In der öffentlichen politischen Debatte Norwegens wird gerne das Abkommen über den Europäischen Wirtschaftsraum (EWR) als Stützpfeiler der Beziehungen zum größten Binnenmarkt der Welt mit 450 Millionen Menschen genannt. Laut Angaben der norwegischen Regierung umfasst die Zusammenarbeit mit der EU wirtschaftlich und kulturell zentrale Bereiche. Festgelegt im EWR-Abkommen sind der freie Waren-, Personen-, Dienstleistungs- und Kapitalverkehr mit Sonderregelungen für den Agrarbereich. Darüber hinaus hat sich Norwegen beim Klimaschutz auf eine enge Kooperation mit der EU verständigt und seine angestrebte Emissionsreduktion den EU-Klimazielen angepasst. Der Energiesektor stellt dabei einen entscheidenden Bereich dar. Allerdings führte Ende Jänner 2025 die EU-Auflage, ein Richtlinienpaket zur Energiewende umzusetzen, zu einem Bruch der norwegischen Koalitionsregierung aus Sozialdemokraten und der in der Bauernschaft verwurzelten Zentrumspartei. Letztere lehnt eine noch engere Anbindung Norwegens an den Energiebinnenmarkt ab, um letztlich die Strompreise im wasserkraftreichen Norwegen niedrig zu halten.

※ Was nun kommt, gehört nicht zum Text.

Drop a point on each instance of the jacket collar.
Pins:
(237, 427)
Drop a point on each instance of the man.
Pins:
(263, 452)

Wegen Bedenken um die Steuerungshoheit, vor allem in den Bereichen Fischerei und Landwirtschaft, hatte die Mehrheit in Norwegen auch bei zwei Volksabstimmungen – 1972 und eben 1994 – gegen eine EU-Mitgliedschaft gestimmt. Trotz der handelspolitischen Spannungen mit den USA trat Anfang 2025 nur bedingt ein Stimmungswandel zu einem EU-Beitritt zutage: demnach hätten diesen März die Nein-Stimmen 45 % erreicht, die Ja-Stimmen aber nur 35 % – der Rest war unentschieden. Allerdings wurden diese Umfragen durchgeführt, bevor die USA hohe Zölle auf ausländische Waren einführten und damit dem Welthandel zusetzten. Bis das norwegische Parlament, Stortinget, im Herbst 2025 neu gewählt wird, führt nun die sozialdemokratische Arbeiderparti eine Minderheitsregierung.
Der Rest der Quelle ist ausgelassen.